Astronauts place the irradiated and freeze-dried pouches into a station where they're filled with hot water and rehydrated — a process that takes seconds. Thermostabilized food is prepared even faster: Just cut open a pouch of yams. Tether the works to the dinner table with bungee cords, and dig in.
Should the outer-world travelers feel like a last-minute change of menu, choices include shrimp cocktail, mac & cheese and beef tips with mushrooms. Contrary to popular belief, fresh fruit and vegetables are allowed on board and are frequently brought up by new crewmembers — but they must be eaten in the first few days, before they rot.
t takes a lot of planning to tether food to an astronaut's table, because it's a very long trip to the nearest grocery store.
Well in advance of a mission, NASA Food Lab at Johnson Space Center in Houston begins collaborating with the astronauts on their menus. "We begin working approximately one year in advance of the launch of the crewmember," Kloeris said.
Astronauts can choose from over 200 items and get to taste-test their food in the lab. They're allowed to make nine containers-worth of special requests, which are tested and approved by NASA before being sent up in a supply mission.
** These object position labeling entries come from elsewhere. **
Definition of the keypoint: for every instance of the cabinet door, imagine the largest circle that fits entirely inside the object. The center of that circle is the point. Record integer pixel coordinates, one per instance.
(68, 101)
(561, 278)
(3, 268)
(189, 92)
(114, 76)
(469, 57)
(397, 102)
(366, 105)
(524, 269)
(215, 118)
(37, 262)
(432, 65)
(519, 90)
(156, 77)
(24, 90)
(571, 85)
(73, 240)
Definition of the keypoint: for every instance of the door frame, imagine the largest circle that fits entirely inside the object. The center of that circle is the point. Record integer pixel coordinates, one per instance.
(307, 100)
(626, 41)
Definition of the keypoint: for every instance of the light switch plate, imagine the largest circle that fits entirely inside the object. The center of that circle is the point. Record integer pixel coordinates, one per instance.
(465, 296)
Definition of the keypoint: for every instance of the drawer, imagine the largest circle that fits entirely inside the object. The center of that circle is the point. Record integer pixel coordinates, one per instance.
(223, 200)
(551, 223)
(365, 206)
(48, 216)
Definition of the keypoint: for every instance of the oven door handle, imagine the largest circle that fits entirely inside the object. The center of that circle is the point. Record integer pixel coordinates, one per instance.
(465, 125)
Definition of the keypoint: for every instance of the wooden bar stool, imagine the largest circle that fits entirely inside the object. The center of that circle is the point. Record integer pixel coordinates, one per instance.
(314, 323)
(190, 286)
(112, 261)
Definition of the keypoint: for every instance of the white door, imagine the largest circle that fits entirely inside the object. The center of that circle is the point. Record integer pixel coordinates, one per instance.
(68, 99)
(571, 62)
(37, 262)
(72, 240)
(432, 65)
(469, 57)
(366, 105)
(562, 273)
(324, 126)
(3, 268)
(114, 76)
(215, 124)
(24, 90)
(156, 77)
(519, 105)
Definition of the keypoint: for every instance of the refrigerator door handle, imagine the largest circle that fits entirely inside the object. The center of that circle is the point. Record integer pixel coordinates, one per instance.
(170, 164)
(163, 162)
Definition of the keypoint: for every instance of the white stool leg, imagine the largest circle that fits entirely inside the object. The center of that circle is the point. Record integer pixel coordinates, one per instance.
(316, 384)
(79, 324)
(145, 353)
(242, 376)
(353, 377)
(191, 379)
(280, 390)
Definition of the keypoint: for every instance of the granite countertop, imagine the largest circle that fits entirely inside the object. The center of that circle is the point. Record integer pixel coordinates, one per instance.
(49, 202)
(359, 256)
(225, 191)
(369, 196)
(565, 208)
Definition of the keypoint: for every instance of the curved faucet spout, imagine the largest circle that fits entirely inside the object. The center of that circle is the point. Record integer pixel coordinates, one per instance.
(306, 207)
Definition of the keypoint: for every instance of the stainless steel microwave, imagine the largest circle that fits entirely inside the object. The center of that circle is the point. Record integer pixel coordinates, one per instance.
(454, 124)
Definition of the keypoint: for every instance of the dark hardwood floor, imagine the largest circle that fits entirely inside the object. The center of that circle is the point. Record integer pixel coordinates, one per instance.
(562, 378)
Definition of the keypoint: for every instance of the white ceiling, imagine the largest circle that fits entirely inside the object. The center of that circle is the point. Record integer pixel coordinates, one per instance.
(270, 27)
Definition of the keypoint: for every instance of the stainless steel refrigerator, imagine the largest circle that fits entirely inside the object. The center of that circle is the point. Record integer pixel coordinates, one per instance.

On Expedition 46, special requests included That's It fruit bars, which have an 18-month shelf life and are temperature resistant, even though they're pure fruit.
Food in space doesn't taste as good as it does on earth — cabin pressurization dulls taste buds and mimics a head cold, just as in an airplane — but that just might improve the taste of fruitcake.
A particular treat awaits Peake when he sits down with his crewmates for dinner. His Christmas meal was prepared by the celebrated Michelin-starred British chef Heston Blumenthal, in conjunction with British schoolchildren following a national contest known as The Great British Space Dinner. Peake's Christmas meal will include a Sunday roast in the shape of a helmet and a Christmas pudding.
In a holiday video recorded on board the ISS this week with Kopra and Kelly, Peake said, "Christmas is traditionally a time for friends and families to get together. And although we can't be with our friends and families this year, we'll be orbiting the earth 16 times on Christmas Day and sending all our good wishes to everybody back down on beautiful planet Earth."